After Grandpop died, Grandma came to live with us in Falls Church. She was very religious. Every afternoon she'd go to her room to say the rosary and then take a nap. Hoping to get her interested in reading, my mother gave her one of her favorte inspirational books, The Sermon On The Mount. Every now and then Mother would ask Grandma how she was doing with the book. "Oh, I like it!" she'd say. "I'm up to page 37!" For her books were things to be got through, not understood. She'd watch Bishop Fulton Sheen on TV and get the message, but books were not known for their messages, as far as Grandma was concerned.

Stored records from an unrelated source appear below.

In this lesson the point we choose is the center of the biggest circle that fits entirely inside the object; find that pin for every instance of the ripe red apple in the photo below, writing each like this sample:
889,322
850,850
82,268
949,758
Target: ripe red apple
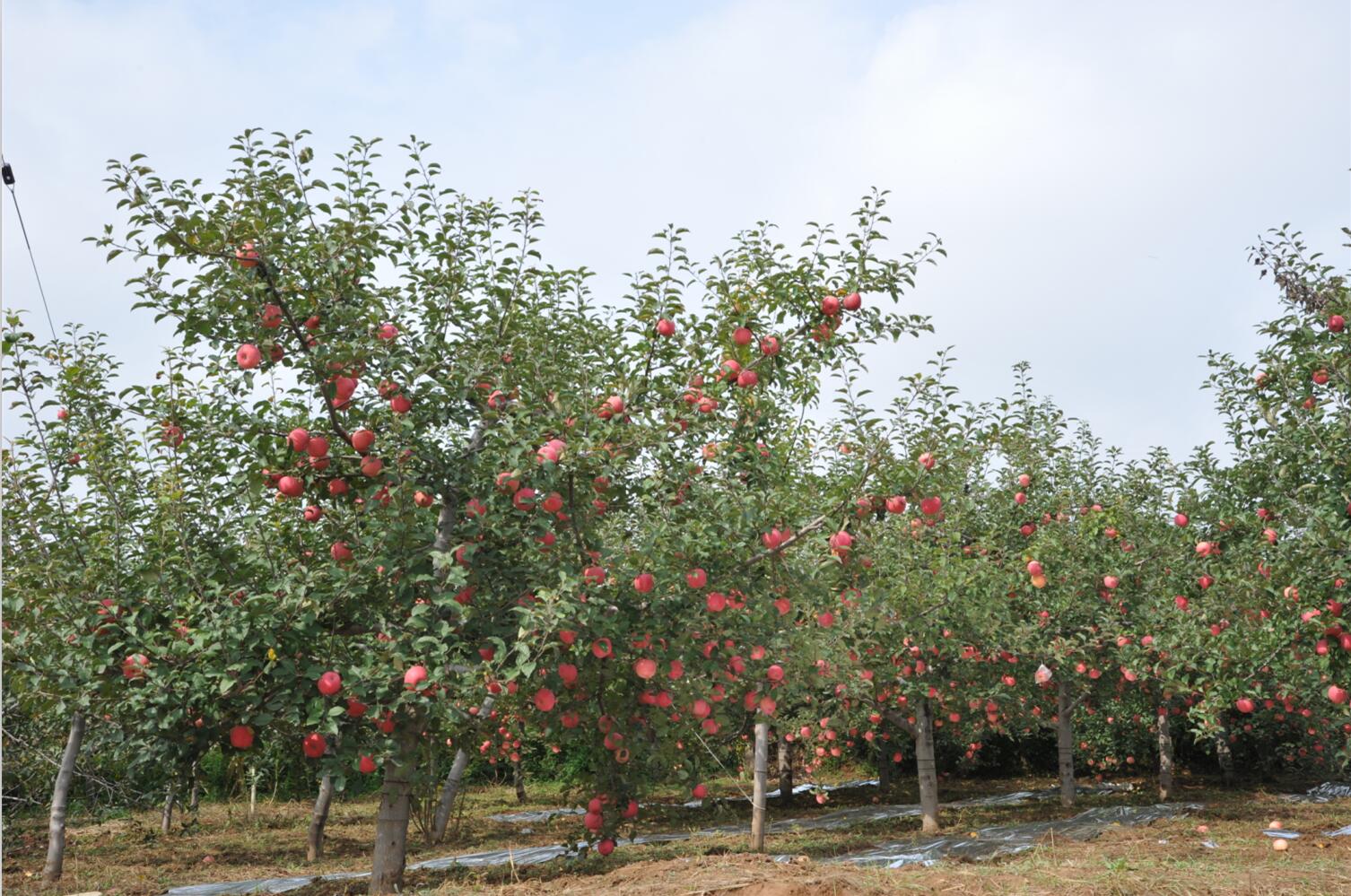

If it is true that women in her day were not expected to learn any skills beyond those necessary to care for a home, then Grandma Mac was a prime example of her generation. Of a piece with her ignorance of crayons and TV was the fact that she knew nothing whatsoever of the larger concerns about running a household, such as money management. She was given an allowance by Grandpop to spend as she saw fit. When Grandpop died, Grandma was in her late sixties and had never written a check. She knew nothing of budgets or paying bills. In order for the lights and heat to stay on, the Hillcrest Heights house budget became one of my mother's jobs until Grandma moved in with us.
In spite of her simple nature, or maybe because of it, Grandma loved to laugh. She was always up for a joke, and in spite of everything she possessed an unshakable, core-deep optimism that passed from her through my mother and now resides in my sister and me. It wasn't a matter of persevering against odds, or showing a game face to life's challenges. She was just, in her heart, happy. Grandma had a stroke when I was around 12, from which she never recovered. Soon after was taken to the hospital, my mother and I went to visit her. The stroke made it impossible for Grandma to form intelligible words, but evidently she didn't know that. She saw us enter the room and immediately began a long and animated discourse in utter gobbledygook sounds. My mother and I glanced at each other and burst into embarrassed laughter, the kind that is the more irrepressible because it isn't supposed to be happening. Grandma saw us laughing and joined right in. Whatever the joke was, she wanted to be a part of it.
That picture of her broad, laughing Irish face is my Grandma Mac's final, indelible gift to me, and I will carry it with me until my own last laugh. When that time comes, may I be half so generous.